Friday, November 5, 2010

Make lots of mistakes

All week I've been working on translating my resume into German and making it perfect. Some of my friends even helped me look it over, made sure it was the way it needed to be. My goal yesterday was to drop my resume off at three different places where I thought I could be an english tutor. Everyone told me this will be an easy job for you to secure. Not really something I'm super interested in, but it seemed like a reasonable job for me.

November is an especially horrible time of the year. It's cold and it rains a lot. So yesterday it was raining, but it wasn't especially cold. So I carefully put the copies of my resume in my purse, hopped on my bike and went down town. I was actually not as wet as I'd thought I would be and checked myself in a mirror at one of the shops. So I went to the first place. As I was walking there I recited to myself what I need to say in German. I told myself I was going to be friendly and smile which is what Americans do best. Well this American is horrible at that. I can fake it in English, but German, uhg. The place had a doorbell with a speaker attached. This surprised me. I imagined all my conversations being face to face. So I took an extra second to ring the door bell. To my relief they just buzzed me in and I didn't have to have a dreaded conversation with the doorbell. I climbed the dark steps up to the second floor, nervous because I wasn't sure were to go. Opened the heavy door and walked in. I wasn't sure how this should go. So told the lady I was here looking for a job as an English tutor. Things went ok there. I was not friendly as planned. In fact I probably looked more like a deer looking into headlights. My voice even quivered a little. She said maybe in January they would have something available.

So off to the second place. The rain picked up. So I pulled out my umbrella. As I walked across town it became especially windy. I was surrounded by several other people with umbrellas and it seemed as if I'm the only one struggling to keep my umbrella facing the right way. Several times my umbrella would go inside out, several times I would stop to fix it look around. Finally I decided it wasn't worth it, it was just making it harder to walk with it catching the wind. So five minutes later I arrived at the second place. I tried to fix my hair and hoped that I didn't look like the wet dog that I felt like. Ring the scary doorbell that may or may not talk back to me. Get buzzed in and wonder up the stairs looking for the right door.

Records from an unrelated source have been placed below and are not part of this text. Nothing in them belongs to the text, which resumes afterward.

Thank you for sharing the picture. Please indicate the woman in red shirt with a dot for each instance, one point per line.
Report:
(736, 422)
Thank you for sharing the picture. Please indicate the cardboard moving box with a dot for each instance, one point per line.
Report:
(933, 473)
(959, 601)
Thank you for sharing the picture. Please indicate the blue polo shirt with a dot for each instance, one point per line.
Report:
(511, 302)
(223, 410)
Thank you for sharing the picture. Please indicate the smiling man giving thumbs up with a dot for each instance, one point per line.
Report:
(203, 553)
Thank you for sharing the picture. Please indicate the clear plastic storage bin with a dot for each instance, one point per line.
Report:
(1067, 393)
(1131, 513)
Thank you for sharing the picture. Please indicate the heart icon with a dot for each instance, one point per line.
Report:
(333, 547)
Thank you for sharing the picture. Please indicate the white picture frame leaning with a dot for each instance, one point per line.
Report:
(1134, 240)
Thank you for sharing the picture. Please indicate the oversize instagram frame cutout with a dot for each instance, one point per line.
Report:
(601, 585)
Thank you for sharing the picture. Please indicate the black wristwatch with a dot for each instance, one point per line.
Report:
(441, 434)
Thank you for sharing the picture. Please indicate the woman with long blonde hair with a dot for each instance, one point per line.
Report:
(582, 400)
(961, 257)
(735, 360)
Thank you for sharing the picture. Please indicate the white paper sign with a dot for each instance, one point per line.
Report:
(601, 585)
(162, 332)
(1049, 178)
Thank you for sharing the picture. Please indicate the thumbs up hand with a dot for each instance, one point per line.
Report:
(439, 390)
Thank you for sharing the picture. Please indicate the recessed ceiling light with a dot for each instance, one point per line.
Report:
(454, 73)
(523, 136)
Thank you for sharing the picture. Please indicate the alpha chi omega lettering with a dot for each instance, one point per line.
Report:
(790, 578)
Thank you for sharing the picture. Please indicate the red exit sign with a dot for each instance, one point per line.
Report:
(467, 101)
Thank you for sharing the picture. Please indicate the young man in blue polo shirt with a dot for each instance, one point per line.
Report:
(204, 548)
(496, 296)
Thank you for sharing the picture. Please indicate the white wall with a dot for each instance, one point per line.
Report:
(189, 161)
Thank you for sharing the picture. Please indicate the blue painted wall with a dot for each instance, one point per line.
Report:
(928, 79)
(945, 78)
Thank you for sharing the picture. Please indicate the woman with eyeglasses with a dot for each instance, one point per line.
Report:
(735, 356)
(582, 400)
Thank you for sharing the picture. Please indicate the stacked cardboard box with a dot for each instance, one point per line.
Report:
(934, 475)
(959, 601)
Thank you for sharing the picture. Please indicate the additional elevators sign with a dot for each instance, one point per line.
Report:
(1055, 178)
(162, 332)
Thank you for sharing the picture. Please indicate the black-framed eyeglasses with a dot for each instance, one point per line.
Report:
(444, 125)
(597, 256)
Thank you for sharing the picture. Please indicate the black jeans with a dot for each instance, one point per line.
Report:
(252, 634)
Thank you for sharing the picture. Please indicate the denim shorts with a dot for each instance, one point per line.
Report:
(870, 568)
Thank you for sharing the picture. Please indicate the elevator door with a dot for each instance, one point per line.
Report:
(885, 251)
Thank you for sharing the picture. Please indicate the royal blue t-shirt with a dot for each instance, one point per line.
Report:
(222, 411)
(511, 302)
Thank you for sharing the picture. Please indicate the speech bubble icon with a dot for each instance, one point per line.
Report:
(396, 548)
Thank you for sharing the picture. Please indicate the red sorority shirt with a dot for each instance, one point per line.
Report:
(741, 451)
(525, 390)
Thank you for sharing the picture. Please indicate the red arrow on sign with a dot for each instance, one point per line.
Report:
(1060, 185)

I found the office and the man was on the phone, so I waited in the hall. When he was done he came to greet me and I meekly told him why I was there. It was awful. I felt like I was being laughed at by him. I didn't do a good job of making him believe I would be a good tutor. He asked me if I knew about the German school system. Now that in of it's self is a very complicated question. I've been told about the German school system about a bazillion times and I think I do understand it. (And please don't tell me about it again. It's very boring!) But I wasn't sure what he meant by the question. So I hesitantly said yes. Anyways I felt like the whole time the guy was laughing at me. It was awful! Awful! I feel like I failed. But you know what? I know German. I was able to reply to everything he asked me. I understood everything he asked me. So what is my problem??? If I would have confidently told him that I can teach others English because it's my mother language and as I've learned German I have also learned more about English. I have my bachelors degree and he should definitely hire me. The scared doe eyes didn't do me any favors yesterday. I didn't make it to the third place. I freaked out. I failed. I'm not sure if I can even get a job in Germany. Maybe I need to work on other aspects of my German. Confidence being the big one.

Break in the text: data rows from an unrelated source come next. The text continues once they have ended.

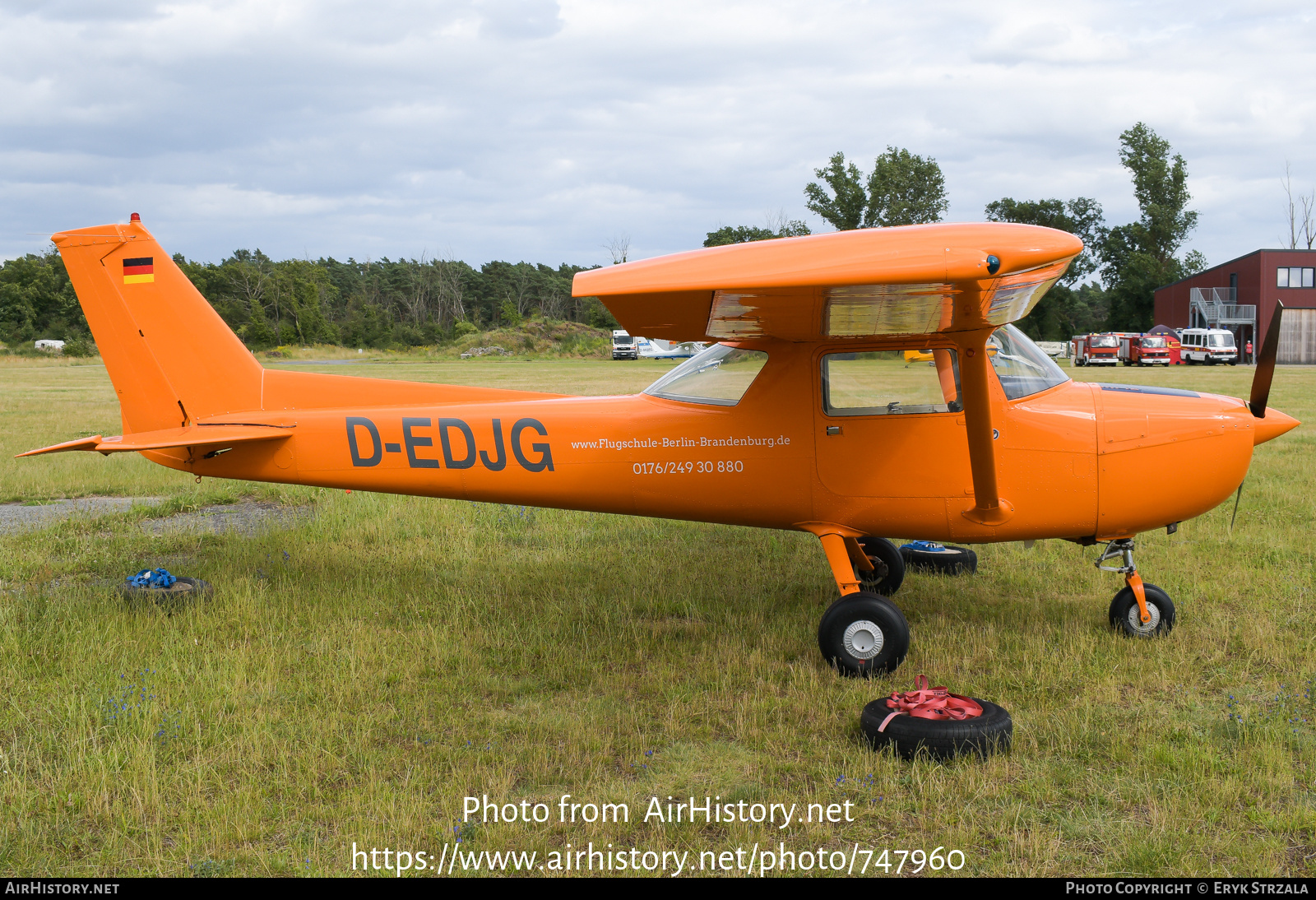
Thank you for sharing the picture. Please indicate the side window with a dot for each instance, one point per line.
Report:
(883, 383)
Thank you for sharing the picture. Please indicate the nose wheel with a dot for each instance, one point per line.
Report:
(1140, 610)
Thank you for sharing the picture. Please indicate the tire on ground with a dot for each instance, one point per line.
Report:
(938, 739)
(864, 633)
(1125, 615)
(951, 559)
(890, 558)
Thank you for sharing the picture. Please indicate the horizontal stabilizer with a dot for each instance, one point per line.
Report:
(191, 436)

I failed at getting a job yesterday, but the best advice I've ever gotten about learning another language is, you must make mistakes. If I don't make mistakes it's probably because I'm not pushing myself to my limit. So yesterday I failed, I made lots of mistakes, but that's what I'm supposed to do.

So are you guys perfectionists? How do you get past it?

1 comment:

  1. Good job on getting out there to get a job! I can only imagine that it was pretty scary in that environment.

    I enjoyed the post. keep them coming.

    btw - i fail all the time. It's a learning process.